Caching compiled `re` patterns
First of all, thank you for creating this Python port.
In my use, I'm checking a large number of short strings to see if they are likely to be a phone number. I found that I'm making a lot of calls to re.compile() (for example here). Caching the patterns leads to about a 6-10x speedup for my use case.
If this is something that would make sense given the contributing guidelines, I'd be happy to do a PR.
Hmm, I was under the impression that the Python re code cached the compiled expressions, so getting a speed-up from an external cache surprises me slightly. I guess you might be blowing the size of the (global) cache -- are you doing lookups across lots of different countries?

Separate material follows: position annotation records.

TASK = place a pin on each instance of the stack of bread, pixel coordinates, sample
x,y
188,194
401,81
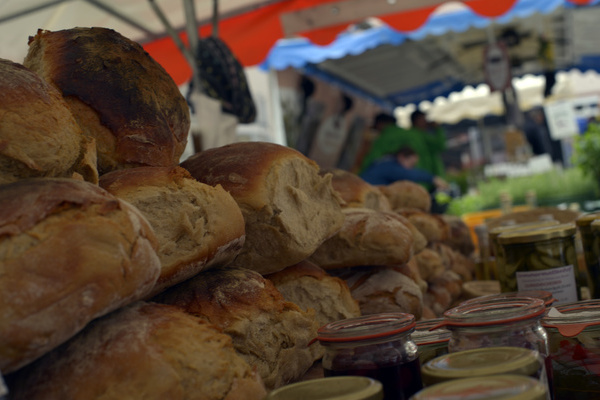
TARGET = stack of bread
x,y
127,274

Contributions welcomed -- thanks. As an initial thought, one possibility might be to add ..._re fields to the phonemetadata.py classes for each field that's a regexp (e.g. national_number_pattern_re), which get populated on construction (as all the metadata objects are supposed to be immutable).
(However, we'd need to check how much effect precompiling 300 sets of metadata regexps would have on library startup...)
Thank you for your response. I might get a chance to look deeper into it in the next week or two.
The cache in re is limited to 100 in CPython 2.7 and 512 in CPython 3.6, so on Python 2.7 at least it's quite easy to blow past re._MAXCACHE
Any chance to add an option/flag to compile everything in advance so the package runtime will be faster? Thanks!